Europe has been the central question of English politics for most of my nearly five decades of life. Throughout that time, it has consistently cut across conventional Left-Right lines, as it did in the vote last week. From our earliest involvement in Europe, figures such as Enoch Powell and then Roger Scruton made arguments against the E.U. based on notions of national sovereignty, history, and culture. On the Left, those like the late Tony Benn, doyen of unreconstructed socialists, pointed continually to the lack of democratic accountability of E.U. institutions. Both Left and Right Eurosceptics also raised repeated questions about administrative waste and corruption.
And behind it all was the obvious fact that the British had never voted for the Europe we now have. We had voted for little more than a free-trade zone. What we have is a legislative and administrative behemoth that aspires to be a transnational state. This Europe has never had a popular mandate—a point that has reinforced feelings of resentment and impotence as it has advanced across people’s lives like some giant, bureaucratic glacier.
The political part of the EU is illegitimate. The governed never consented. As for impregnating the EU lands with Muslims … that’s rape, isn’t it?

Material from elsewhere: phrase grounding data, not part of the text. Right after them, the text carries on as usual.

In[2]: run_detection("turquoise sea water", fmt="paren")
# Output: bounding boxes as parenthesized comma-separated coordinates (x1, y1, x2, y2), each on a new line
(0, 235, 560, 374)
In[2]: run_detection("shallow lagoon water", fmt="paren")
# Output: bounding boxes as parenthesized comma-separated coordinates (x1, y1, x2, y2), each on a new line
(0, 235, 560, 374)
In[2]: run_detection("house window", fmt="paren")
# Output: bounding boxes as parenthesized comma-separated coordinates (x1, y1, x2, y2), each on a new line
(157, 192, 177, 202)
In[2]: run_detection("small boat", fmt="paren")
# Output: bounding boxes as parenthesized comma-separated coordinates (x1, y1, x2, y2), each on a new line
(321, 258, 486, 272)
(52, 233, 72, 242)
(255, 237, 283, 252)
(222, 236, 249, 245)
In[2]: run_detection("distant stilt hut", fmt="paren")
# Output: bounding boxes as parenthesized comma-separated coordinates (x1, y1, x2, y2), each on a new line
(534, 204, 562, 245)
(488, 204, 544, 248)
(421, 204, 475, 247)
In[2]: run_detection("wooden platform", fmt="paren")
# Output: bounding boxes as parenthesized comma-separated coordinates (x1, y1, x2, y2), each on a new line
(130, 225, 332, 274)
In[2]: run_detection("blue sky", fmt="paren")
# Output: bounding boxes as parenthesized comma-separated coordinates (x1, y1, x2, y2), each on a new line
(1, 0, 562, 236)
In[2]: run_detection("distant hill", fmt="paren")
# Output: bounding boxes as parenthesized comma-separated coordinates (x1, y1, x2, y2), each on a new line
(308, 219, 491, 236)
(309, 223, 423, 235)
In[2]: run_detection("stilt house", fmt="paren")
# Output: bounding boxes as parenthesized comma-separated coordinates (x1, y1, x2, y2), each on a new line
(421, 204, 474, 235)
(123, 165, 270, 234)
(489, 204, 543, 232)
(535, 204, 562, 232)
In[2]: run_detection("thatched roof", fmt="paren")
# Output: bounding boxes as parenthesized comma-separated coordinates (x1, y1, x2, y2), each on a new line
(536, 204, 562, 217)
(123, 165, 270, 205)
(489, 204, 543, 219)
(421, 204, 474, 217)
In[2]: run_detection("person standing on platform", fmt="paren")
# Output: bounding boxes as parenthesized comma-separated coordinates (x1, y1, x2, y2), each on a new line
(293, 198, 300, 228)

The demographics of the English part of the referendum were predictable. Those who have done well out of Europe—mainly the London metro-elite—tended to vote Remain. …such people benefit from globalization: For example, it gives them access to cheap and readily available foreign labor, to fancy designer goods, and to the professional freedom that comes from open markets and open borders.
Those who find the effects of globalization intimidating, who feel that their jobs and wages are threatened by free movement of labor and capital, and whose local ways of life are eroded by mass immigration, tended to vote Leave.
That makes sense. People usually vote their economic self interest.